Nuclear power is safe, clean, reliable, and we can build it as cheap as anything. Even with all the current bureaucracy on building nuclear power it is competitive with wind and natural gas, and it's certainly cheaper than solar right now. It's not as cheap as natural gas just yet but it only takes a spike in demand, and therefore prices, to flip that around. I expect that to happen after a couple years of 20GW of more natural gas power coming online every year.
https://en.wikipedia.org/wiki/...
It seems all there is to say against nuclear are easily debunked lies. We will have more nuclear power, that not a question any more. The only questions to answer is how quickly we can ramp up production and what kind of nuclear power we will be building. We can build more light water solid fuel reactors like we have for decades, or we can move beyond that and build molten salt reactors.
Forbes claims to know how deadly each energy source is to people.
https://www.forbes.com/sites/j...
Nuclear power is by far the safest energy source we have available, that's especially true in the USA. There hasn't been a major incident in the USA with nuclear power since Three Mile Island, and no one died from that.
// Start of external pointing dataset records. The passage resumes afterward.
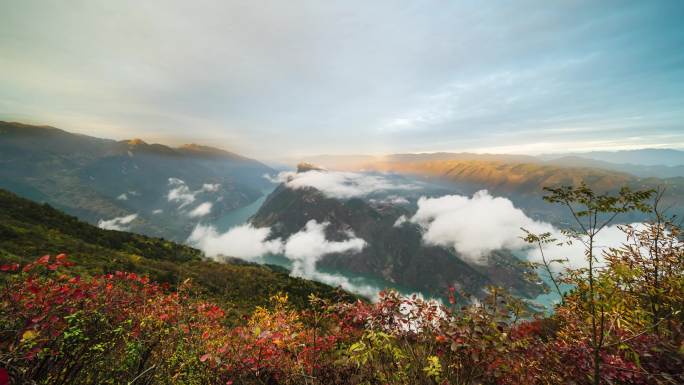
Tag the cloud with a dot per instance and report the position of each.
(611, 236)
(210, 187)
(304, 248)
(475, 226)
(341, 185)
(201, 210)
(181, 193)
(245, 241)
(391, 200)
(119, 223)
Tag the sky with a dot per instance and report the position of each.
(276, 79)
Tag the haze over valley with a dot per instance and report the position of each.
(224, 192)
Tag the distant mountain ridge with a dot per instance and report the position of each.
(101, 179)
(29, 230)
(643, 157)
(393, 253)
Problems in Japan and with old Soviet reactors are not indicative of anything being built today in the USA. Even so the death count from Fukushima is zero, or so close to it that it's just noise on top of the signal from the tsunami that started it all. A once in a century tsunami that hit a reactor older than Chernobyl is not the metric we should use to measure the safety of nuclear power. Certainly not Chernobyl, a reactor with no containment dome and operated by drunken bureaucrats instead of properly trained technicians.
The question isn't if we should use nuclear power, we don't have much choice not to. The question is how quickly we should be building new nuclear power plants. The nuclear power reactors we have now are getting old and we need to replace them with something. It's going to be nuclear power or the lights will start to go out. Or, at least the lights will go dim. We can build devices to collect energy from wind, water, and sun, but that will never be enough for a society that wants to keep airplanes flying, and explore beyond the atmosphere. In space there is no wind, and even on Mars the sun gets pretty dim.
Using wind, water, and sun for energy might mean survival. Using coal and natural gas will mean continued air pollution. If we are going to keep Earth clean, and go even as far as low earth orbit, then we will need nuclear power.
I think you are confusing Denmark with Norway there.
Oh, and one more thing in addition to the sibling post...
What I mean is that exported "clean" energy from Denmark can displace "dirty" energy that is produced by Denmark's neighbors, neighbors that burn a lot of oil and coal for heat and electricity. This means primarily Germany but there are wires and pipes to other nations for exporting electricity and natural gas. With Germany depending so much on domestic brown coal to get its power it would be best for everyone if Germany bought more nuclear power.
By the way, Germany will have to also embrace nuclear power at some point or be left at the whimsy of the French with their nuclear power or the Russians with their natural gas.